Washington, D.C. — El presidente de Donald Trump aseguró que la ofensiva militar contra Irán continuará y que “el golpe mayor está por venir”, al afirmar que su administración no detendrá las operaciones hasta destruir el programa iraní de misiles, su fuerza naval y cualquier capacidad para fabricar un arma nuclear.
El mandatario sostuvo que la estrategia responde a lo que calificó como una amenaza creciente por parte de Teherán y subrayó que el objetivo es neutralizar de manera definitiva su infraestructura militar estratégica. “No vamos a detenernos hasta garantizar que no representen un peligro”, declaró.
De acuerdo con la postura oficial de la Casa Blanca, la determinación de iniciar acciones bélicas se produjo tras el deterioro de las negociaciones diplomáticas y reportes de inteligencia que, según Washington, advertían avances preocupantes en el desarrollo armamentístico iraní.

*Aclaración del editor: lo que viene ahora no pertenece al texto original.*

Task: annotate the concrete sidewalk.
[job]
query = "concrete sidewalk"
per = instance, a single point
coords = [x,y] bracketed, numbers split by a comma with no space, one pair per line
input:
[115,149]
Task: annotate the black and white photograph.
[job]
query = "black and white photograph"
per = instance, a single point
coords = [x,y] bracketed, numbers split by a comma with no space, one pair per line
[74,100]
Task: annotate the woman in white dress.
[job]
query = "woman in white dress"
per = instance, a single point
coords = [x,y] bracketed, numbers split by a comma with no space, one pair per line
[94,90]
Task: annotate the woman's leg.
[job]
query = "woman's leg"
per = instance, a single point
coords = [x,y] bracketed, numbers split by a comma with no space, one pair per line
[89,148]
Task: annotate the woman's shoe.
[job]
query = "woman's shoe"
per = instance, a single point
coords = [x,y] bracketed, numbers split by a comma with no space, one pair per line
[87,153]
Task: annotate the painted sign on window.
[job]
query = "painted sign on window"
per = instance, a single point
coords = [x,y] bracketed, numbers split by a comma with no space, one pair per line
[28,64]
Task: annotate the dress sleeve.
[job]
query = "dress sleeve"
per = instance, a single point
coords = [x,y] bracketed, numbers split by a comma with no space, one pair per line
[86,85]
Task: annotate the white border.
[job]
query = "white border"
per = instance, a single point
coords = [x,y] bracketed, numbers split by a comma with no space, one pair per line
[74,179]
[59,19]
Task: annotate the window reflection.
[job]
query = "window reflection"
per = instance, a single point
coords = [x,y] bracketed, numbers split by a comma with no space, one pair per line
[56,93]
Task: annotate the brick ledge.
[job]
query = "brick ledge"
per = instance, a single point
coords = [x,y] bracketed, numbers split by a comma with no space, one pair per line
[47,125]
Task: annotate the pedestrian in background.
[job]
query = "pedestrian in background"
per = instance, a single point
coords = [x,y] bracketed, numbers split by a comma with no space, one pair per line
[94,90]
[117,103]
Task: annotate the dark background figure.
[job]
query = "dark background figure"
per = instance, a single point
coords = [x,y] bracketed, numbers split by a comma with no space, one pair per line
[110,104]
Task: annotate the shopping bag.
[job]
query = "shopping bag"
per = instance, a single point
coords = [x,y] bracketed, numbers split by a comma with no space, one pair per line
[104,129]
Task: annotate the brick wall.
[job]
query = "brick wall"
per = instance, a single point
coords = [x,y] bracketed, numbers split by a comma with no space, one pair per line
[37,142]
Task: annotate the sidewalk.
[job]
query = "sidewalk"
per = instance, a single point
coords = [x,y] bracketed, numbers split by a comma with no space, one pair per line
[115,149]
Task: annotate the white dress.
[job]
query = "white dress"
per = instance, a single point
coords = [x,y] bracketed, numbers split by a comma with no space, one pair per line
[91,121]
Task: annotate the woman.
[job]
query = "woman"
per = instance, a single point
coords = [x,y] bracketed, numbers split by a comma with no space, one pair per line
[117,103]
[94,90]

La administración estadounidense sostiene que la operación busca debilitar puntos clave: instalaciones vinculadas al programa de misiles balísticos, bases navales estratégicas y centros relacionados con el desarrollo nuclear.
Trump no precisó un plazo para el fin de la ofensiva y dejó abierta la posibilidad de que las acciones se intensifiquen en las próximas semanas. Analistas internacionales advierten que un conflicto prolongado podría desestabilizar aún más la región de Medio Oriente, impactar los mercados energéticos y elevar la tensión entre potencias globales.
Por su parte, el gobierno iraní ha rechazado las acusaciones y ha advertido que responderá ante cualquier agresión, lo que mantiene en alerta a la comunidad internacional.
La evolución del conflicto y el alcance real de la operación estadounidense marcarán el rumbo de una crisis que podría redefinir el equilibrio geopolítico en la región.